Niles received a B.F.A. from the Pennsylvania Academy of Fine Arts, Philadelphia, PA in 2013 and an M.F.A. from New York Academy of Art, New York, NY in 2015. Solo exhibitions of his work have recently been organized at Lehmann Maupin, London, United Kingdom (2022); Lehmann Maupin, New York, NY (2021); UTA Artist Space, Los Angeles, CA (2020); Rachel Uffner Gallery, New York, NY (2019); Long Gallery, New York, NY (2017); and Guild Hall, East Hampton, NY (2016). His work has been featured in numerous group exhibitions, including Black Melancholia, Hessel Museum of Art, Annandale-on-Hudson, NY (2022); A Place for Me: Figurative Painting Now, Institute of Contemporary Art, Boston, MA (2022); Fire Figure Fantasy: Selections from ICA Miami’s Collection, Institute of Contemporary Art, Miami, FL; From The Limitations Of Now, Philbrook Museum of Art, Tulsa, OK (2021); Young, Gifted and Black: The Lumpkin-Boccuzzi Family Collection of Contemporary Art, Lehman College Art Gallery, Bronx, NY (2020), Gallery 400 at the University of Illinois, Chicago, IL (2021), Lehigh University Art Galleries, Bethlehem, PA (2022), and Manetti Shrem Museum of Art, Davis, CA (2022); Afrocosmologies: American Reflections, Wadsworth Atheneum Museum of Art, Hartford, CT (2019); Punch, Jeffrey Deitch, Los Angeles, CA (2019); On Refusal: Representation & Resistance in Contemporary American Art, The MAC Belfast, Northern Ireland (2019); Problem Solving: Highlights from the Experimental Printmaking Institute, Mechanical Hall Gallery, University of Delaware, Newark, DE (2018); Portraits of Who We Are, David C. Driskell Center at the University of Maryland, College Park, MD (2018); and Mutual Interest No. 3, Shanghai University, Shanghai, China (2014).

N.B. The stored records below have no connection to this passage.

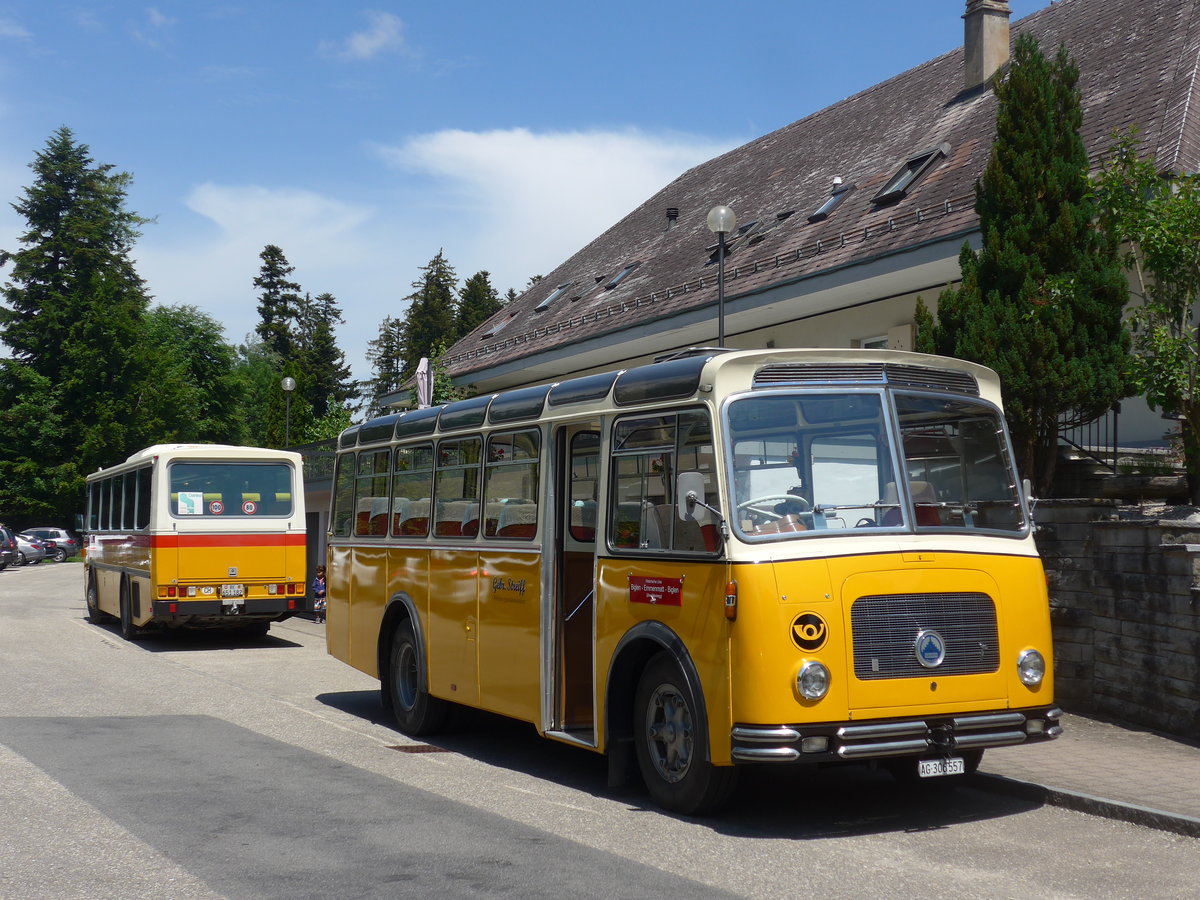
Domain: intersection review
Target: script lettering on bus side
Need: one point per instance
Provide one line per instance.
(515, 586)
(659, 592)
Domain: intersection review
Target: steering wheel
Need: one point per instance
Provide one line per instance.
(757, 503)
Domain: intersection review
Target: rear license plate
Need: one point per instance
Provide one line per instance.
(933, 768)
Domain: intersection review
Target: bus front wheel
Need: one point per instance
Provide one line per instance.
(670, 735)
(417, 713)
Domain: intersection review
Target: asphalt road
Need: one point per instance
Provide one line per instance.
(202, 766)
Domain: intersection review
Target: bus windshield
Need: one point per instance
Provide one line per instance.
(229, 490)
(808, 463)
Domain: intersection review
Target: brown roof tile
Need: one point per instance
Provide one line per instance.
(1139, 65)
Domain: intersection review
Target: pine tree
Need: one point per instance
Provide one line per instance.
(1042, 301)
(387, 367)
(478, 301)
(279, 303)
(430, 319)
(75, 317)
(328, 376)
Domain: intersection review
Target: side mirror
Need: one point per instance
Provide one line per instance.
(690, 497)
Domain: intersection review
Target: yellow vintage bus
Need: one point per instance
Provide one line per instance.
(196, 535)
(723, 558)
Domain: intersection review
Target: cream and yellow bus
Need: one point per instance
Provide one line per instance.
(725, 558)
(196, 535)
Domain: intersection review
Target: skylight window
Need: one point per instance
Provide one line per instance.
(910, 173)
(621, 276)
(496, 328)
(556, 294)
(834, 201)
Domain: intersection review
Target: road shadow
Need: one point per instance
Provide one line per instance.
(199, 640)
(779, 802)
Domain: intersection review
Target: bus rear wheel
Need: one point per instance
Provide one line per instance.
(670, 737)
(417, 713)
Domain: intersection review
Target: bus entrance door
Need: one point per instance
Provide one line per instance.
(574, 628)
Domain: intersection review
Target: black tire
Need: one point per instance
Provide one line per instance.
(670, 735)
(417, 713)
(129, 630)
(93, 599)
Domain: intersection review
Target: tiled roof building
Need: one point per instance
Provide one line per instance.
(802, 274)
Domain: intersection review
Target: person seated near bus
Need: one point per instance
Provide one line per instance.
(318, 595)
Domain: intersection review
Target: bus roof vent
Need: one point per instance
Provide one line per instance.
(810, 373)
(936, 378)
(819, 373)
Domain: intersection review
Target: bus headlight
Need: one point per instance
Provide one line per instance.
(1031, 667)
(813, 681)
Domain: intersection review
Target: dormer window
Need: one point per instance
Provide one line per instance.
(556, 294)
(910, 173)
(837, 197)
(496, 328)
(621, 276)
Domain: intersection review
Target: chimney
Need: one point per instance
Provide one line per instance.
(985, 40)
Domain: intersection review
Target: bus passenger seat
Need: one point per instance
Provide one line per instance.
(517, 520)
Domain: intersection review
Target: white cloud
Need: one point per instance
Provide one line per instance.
(323, 238)
(525, 202)
(515, 203)
(12, 29)
(384, 33)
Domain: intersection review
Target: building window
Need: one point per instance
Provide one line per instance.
(621, 276)
(555, 295)
(835, 199)
(910, 173)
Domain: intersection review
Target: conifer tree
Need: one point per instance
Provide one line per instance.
(73, 317)
(478, 301)
(1042, 301)
(279, 303)
(387, 369)
(328, 376)
(430, 319)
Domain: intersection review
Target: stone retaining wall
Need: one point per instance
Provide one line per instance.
(1125, 603)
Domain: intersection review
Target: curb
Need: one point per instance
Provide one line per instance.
(1174, 822)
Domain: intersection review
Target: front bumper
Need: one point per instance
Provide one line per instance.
(191, 612)
(881, 738)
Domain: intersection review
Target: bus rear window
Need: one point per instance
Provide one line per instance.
(213, 490)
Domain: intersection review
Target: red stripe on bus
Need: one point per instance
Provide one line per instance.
(169, 541)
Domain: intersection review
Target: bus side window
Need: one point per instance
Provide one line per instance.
(343, 496)
(510, 485)
(455, 485)
(371, 493)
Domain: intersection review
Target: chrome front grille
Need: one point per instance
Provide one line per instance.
(885, 629)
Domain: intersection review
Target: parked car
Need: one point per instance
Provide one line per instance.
(7, 547)
(66, 545)
(30, 550)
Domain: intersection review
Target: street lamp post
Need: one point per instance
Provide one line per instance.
(720, 221)
(288, 384)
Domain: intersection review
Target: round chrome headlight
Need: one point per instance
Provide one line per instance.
(813, 681)
(1031, 667)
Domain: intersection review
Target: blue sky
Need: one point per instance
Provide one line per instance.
(364, 138)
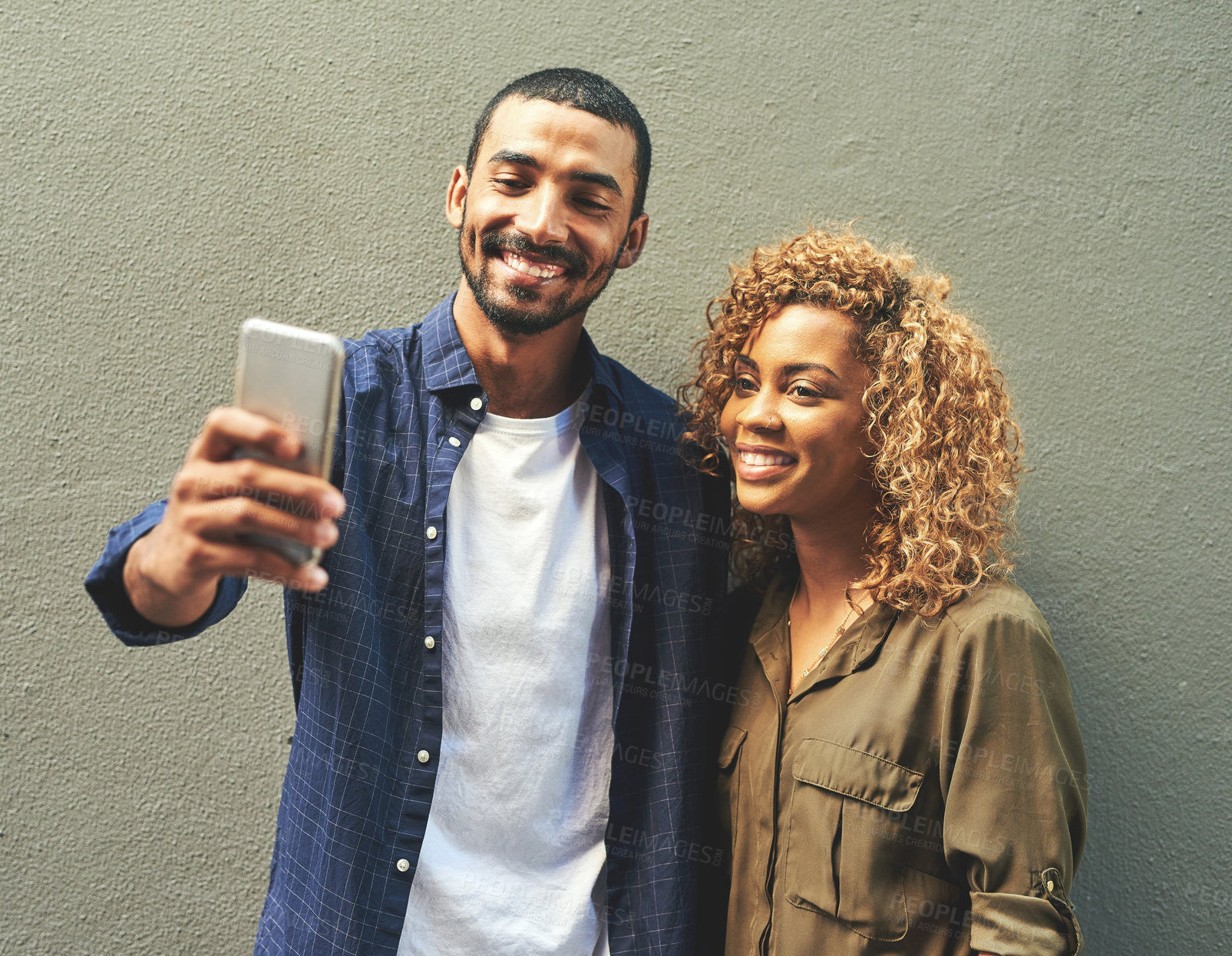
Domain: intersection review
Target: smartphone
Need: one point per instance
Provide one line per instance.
(295, 377)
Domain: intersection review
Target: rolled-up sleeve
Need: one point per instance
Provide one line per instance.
(1014, 778)
(105, 584)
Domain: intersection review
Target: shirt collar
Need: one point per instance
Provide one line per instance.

His work is in numerous public and private collections, including the Aishti Foundation, Jal El Dib, Lebanon; Bronx Museum of the Arts, Bronx, NY; Dallas Museum of Art, Dallas, TX; David C. Driskell Center at the University of Maryland, College Park, MD; Hammer Museum, Los Angeles, CA; Hessel Museum of Art, Bard College, Annandale-on-Hudson, NY; The Institute of Contemporary Art, Boston, MA; The Institute of Contemporary Art, Miami, FL; Pennsylvania Academy of the Fine Arts, Philadelphia, PA; Petrucci Family Foundation Collection of African American Art, Asbury, NJ; Pérez Art Museum Miami, Miami, FL; Phoenix Art Museum, Phoenix, AZ; Pond Society, Shanghai, China; The Studio Museum in Harlem, New York, NY; and Yuz Museum, Shanghai, China.